Having your assets distributed to the right people when you die is important.  In some cases, though, that might not happen – even if you have a Will in place.

In this article, we’ll explore what partial intestacy is, how it can affect the distribution of your estate, and why it’s important to have a correctly drafted Will.

What is Partial Intestacy? 

When a person dies without a Will, they are said to die intestate.  Their assets will be distributed according to the intestacy rules of their state or territory.

In Queensland, those laws involve dividing your estate between your spouse and children (or, if you have neither, to other family members).  You can read more about how Queensland intestacy rules work here.

A partial intestacy occurs when a person leaves a valid Will that:

  1. fails to distribute all their assets either by failing to allocate some of their property or by failing to include a clause that would allocate such property; or
  2. a beneficiary named in the Will has died and the Will does not provide for another beneficiary to receive their share of the inheritance.

A partial intestacy can occur for a number of reasons. Often, it happens because the Will itself fails to take into account certain contingencies or deal with all the assets of your estate. 

What Does This Mean for My Estate? 

When a person dies partially intestate, the part of their estate not distributed under their Will is subject to the laws of intestacy. What happens to that part of your intestate estate is determined by your family circumstances at the time of your death, rather than by you. 

If you have provided for multiple beneficiaries to receive an inheritance under your Will and one of them dies, the part that would otherwise have been received by that beneficiary usually passes to the other beneficiaries proportionally (depending on the wording of the Will). Issues arise when the Will does not provide for a substitute beneficiary or if all the nominated beneficiaries predecease you. In this case, the laws of intestacy will take effect. 

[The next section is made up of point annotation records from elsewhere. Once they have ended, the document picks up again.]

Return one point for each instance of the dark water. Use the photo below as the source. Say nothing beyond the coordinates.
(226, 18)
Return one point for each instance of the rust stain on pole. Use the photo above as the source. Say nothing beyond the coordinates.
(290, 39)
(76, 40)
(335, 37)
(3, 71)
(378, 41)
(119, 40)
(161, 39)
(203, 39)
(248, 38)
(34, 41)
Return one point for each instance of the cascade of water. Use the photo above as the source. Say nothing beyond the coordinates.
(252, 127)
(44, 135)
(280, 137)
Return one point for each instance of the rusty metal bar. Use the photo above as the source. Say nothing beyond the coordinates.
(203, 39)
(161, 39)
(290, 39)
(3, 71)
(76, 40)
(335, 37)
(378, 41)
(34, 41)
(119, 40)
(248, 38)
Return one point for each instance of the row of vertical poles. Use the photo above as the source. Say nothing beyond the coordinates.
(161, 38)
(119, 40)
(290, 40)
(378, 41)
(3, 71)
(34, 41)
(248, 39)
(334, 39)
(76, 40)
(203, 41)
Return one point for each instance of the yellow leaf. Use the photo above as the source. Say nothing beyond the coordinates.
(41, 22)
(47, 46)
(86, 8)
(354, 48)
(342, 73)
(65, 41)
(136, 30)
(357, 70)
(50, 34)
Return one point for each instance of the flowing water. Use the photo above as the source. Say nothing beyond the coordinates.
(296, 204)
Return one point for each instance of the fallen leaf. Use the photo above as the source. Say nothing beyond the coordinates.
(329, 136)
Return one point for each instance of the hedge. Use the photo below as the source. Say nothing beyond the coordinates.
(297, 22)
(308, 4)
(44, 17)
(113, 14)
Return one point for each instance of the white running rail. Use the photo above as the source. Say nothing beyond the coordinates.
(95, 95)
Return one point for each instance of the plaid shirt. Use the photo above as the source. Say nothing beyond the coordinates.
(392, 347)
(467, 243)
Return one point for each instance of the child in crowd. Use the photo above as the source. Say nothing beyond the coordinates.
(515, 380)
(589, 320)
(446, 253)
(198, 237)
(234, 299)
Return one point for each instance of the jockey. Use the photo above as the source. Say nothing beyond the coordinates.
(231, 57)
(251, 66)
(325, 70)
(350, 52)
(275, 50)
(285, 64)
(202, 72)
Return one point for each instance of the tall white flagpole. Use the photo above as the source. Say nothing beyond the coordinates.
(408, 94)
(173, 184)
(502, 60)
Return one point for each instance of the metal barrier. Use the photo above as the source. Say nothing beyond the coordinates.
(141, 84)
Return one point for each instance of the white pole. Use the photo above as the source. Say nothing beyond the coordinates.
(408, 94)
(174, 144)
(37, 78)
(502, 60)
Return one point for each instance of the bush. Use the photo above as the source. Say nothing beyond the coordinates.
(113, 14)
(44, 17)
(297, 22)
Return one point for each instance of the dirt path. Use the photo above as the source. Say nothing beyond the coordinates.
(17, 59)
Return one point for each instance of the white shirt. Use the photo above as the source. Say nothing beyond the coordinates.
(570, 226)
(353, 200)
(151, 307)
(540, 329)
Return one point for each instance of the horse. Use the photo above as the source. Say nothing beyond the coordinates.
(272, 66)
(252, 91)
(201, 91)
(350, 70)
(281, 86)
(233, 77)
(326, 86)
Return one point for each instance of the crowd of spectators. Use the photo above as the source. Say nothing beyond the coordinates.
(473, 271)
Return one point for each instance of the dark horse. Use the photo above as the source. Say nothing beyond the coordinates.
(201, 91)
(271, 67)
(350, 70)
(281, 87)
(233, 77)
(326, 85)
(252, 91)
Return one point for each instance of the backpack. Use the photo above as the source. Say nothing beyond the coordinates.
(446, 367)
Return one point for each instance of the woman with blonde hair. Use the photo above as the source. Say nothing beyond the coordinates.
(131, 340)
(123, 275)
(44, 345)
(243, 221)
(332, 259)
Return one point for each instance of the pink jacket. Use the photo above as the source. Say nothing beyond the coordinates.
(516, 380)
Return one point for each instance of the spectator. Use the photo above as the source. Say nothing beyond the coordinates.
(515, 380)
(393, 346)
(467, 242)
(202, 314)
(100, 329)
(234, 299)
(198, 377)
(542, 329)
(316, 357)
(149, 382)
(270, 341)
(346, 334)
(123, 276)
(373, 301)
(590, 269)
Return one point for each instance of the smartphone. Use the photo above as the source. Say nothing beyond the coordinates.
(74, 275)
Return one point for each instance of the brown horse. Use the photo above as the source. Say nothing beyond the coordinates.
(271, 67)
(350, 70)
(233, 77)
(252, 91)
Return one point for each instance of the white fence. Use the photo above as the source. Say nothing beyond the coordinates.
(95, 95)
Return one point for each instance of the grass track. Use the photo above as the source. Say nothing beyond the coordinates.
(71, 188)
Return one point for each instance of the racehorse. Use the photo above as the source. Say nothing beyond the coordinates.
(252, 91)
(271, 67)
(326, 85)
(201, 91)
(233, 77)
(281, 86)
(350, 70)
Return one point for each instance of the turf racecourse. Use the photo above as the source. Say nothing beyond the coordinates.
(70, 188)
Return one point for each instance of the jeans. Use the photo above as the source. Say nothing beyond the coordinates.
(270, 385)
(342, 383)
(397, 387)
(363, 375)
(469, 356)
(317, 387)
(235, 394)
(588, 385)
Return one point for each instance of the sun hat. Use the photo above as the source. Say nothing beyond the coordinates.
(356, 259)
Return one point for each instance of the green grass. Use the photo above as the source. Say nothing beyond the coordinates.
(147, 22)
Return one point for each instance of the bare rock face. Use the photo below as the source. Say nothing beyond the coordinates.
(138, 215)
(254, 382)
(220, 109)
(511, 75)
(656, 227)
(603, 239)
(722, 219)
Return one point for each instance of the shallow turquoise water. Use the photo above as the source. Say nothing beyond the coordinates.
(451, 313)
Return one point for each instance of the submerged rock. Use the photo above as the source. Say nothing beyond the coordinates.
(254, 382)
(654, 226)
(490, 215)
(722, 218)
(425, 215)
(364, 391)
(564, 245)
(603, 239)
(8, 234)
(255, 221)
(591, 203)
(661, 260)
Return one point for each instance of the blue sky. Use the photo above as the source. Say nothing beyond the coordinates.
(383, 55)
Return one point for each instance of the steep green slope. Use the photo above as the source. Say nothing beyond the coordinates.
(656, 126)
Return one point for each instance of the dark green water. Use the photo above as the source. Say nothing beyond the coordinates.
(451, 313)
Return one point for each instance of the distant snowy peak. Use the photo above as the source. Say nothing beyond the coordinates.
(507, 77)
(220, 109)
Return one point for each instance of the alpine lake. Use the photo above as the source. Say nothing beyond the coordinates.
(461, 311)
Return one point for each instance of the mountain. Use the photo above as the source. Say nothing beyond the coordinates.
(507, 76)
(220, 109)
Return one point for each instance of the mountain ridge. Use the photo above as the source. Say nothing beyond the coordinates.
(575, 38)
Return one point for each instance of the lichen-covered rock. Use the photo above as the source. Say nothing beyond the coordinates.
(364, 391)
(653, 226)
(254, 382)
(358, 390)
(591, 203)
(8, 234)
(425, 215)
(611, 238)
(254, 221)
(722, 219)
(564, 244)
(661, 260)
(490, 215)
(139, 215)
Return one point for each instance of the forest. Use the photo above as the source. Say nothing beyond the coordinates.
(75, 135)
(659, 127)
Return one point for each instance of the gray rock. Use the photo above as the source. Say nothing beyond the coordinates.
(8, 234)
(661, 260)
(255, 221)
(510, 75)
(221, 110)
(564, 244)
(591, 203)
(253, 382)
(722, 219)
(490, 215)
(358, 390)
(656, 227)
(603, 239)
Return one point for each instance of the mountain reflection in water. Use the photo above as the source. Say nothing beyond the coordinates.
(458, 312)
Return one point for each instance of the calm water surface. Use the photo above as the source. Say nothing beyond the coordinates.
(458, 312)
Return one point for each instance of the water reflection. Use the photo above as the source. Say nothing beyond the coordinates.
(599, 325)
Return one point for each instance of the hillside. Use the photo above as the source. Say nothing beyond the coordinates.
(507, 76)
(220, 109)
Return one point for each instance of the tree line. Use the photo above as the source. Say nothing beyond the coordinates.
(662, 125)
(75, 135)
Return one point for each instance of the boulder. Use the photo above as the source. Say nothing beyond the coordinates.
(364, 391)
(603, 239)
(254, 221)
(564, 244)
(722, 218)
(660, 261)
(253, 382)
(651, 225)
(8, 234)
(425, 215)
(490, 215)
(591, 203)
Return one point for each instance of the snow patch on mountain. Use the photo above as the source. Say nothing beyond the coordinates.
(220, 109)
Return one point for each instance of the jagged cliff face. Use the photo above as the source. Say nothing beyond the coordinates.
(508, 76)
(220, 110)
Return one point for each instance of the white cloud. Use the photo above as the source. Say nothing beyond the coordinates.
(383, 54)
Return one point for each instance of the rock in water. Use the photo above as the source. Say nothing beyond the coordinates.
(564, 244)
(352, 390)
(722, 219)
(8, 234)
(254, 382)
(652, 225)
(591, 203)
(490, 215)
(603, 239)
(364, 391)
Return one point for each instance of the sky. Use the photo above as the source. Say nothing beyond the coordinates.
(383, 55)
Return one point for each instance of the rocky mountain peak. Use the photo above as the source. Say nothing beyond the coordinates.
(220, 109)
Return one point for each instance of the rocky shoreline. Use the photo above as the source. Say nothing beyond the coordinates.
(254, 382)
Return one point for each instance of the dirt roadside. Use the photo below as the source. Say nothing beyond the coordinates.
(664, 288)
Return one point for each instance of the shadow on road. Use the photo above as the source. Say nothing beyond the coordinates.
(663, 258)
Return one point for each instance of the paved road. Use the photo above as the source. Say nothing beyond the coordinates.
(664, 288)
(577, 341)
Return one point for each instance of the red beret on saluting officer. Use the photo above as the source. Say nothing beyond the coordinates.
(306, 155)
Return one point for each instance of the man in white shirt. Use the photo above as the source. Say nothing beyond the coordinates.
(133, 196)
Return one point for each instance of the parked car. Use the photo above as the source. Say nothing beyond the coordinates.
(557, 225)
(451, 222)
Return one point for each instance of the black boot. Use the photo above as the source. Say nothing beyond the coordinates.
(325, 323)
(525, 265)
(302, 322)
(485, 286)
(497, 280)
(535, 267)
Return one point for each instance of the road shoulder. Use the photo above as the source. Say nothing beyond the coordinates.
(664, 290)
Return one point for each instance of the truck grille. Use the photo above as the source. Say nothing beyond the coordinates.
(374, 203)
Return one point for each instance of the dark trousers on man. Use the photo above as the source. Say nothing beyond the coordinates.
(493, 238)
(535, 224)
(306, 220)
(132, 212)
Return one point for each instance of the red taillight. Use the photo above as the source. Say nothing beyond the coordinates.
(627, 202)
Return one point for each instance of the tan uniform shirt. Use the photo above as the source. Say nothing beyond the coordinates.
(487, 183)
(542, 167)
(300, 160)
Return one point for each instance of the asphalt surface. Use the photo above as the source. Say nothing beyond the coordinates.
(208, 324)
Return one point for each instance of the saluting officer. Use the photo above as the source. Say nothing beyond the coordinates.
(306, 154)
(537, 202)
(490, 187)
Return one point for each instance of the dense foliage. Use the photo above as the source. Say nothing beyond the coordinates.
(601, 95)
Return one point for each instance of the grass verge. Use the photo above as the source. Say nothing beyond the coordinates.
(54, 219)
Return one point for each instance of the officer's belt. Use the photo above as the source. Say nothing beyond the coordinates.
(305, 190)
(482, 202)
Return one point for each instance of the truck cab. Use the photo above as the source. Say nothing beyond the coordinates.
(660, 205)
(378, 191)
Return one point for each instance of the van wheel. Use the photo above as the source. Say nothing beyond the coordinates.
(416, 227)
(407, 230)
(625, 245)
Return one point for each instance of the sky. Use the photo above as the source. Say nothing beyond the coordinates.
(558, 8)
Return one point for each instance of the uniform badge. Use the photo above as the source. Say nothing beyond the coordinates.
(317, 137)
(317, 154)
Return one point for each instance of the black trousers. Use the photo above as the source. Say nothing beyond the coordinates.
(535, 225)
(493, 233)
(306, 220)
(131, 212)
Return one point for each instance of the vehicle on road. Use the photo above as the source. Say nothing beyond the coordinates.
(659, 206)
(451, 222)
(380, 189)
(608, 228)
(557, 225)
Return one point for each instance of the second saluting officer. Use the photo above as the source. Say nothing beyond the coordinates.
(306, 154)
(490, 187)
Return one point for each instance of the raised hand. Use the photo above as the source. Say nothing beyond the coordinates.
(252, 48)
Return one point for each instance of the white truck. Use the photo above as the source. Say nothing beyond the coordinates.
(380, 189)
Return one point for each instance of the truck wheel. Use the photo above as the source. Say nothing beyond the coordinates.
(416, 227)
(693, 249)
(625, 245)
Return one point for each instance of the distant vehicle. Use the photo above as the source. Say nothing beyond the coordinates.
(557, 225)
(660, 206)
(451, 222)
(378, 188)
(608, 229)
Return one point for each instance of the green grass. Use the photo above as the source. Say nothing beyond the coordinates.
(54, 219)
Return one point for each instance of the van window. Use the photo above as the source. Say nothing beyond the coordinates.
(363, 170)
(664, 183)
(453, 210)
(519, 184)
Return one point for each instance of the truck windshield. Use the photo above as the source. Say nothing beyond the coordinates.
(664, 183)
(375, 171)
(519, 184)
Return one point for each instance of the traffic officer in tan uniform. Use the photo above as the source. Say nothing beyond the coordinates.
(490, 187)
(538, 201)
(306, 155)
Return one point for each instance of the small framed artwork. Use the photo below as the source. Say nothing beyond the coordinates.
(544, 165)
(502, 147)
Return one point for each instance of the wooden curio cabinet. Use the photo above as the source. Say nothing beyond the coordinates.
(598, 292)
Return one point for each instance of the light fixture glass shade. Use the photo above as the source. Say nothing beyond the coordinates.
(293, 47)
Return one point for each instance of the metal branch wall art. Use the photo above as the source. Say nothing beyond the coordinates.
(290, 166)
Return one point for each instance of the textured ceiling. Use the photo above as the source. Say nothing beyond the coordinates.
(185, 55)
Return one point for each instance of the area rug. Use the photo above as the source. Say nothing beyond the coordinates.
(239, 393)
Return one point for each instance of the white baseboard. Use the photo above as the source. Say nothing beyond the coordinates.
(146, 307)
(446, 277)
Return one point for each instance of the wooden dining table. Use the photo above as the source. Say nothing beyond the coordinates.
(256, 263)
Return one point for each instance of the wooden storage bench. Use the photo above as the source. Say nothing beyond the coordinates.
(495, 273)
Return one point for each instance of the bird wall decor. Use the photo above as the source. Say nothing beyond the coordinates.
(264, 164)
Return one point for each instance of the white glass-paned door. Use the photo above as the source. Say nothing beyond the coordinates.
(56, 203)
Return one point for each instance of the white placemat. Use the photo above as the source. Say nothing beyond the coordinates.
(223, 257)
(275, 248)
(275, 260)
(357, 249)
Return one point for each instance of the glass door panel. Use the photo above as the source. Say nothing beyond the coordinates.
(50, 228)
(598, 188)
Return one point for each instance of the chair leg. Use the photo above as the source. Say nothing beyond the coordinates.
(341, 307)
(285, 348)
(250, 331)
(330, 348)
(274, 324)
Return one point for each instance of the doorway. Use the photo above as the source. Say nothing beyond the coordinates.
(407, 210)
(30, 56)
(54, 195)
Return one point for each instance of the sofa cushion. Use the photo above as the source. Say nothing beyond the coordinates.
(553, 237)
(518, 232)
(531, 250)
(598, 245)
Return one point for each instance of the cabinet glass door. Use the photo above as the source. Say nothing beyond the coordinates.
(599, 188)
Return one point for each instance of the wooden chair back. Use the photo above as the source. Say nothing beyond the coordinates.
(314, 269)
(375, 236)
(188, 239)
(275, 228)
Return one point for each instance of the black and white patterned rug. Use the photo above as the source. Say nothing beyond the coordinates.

Partial intestacy can be avoided by having a thoroughly drafted Will that covers every aspect of your estate. To make sure your estate is distributed in accordance with your wishes, we recommend that you review your Will regularly with the assistance of an experienced estate planning solicitor.

It’s also important to understand that many assets (such as superannuation or assets held within a family trust) do not automatically form part of your estate to be dealt with in accordance with the terms of your Will.

If you’re wondering whether your current Will could leave you open to partial intestacy, contact us to schedule a meeting with a solicitor from our Wills, trusts, and estate planning team.  We’ll work with you to make sure your Will is drafted in a way that minimises any risks. 

Talk to us by calling (07) 5597 3366, email at law@belllegal.com.au, or by clicking the button below.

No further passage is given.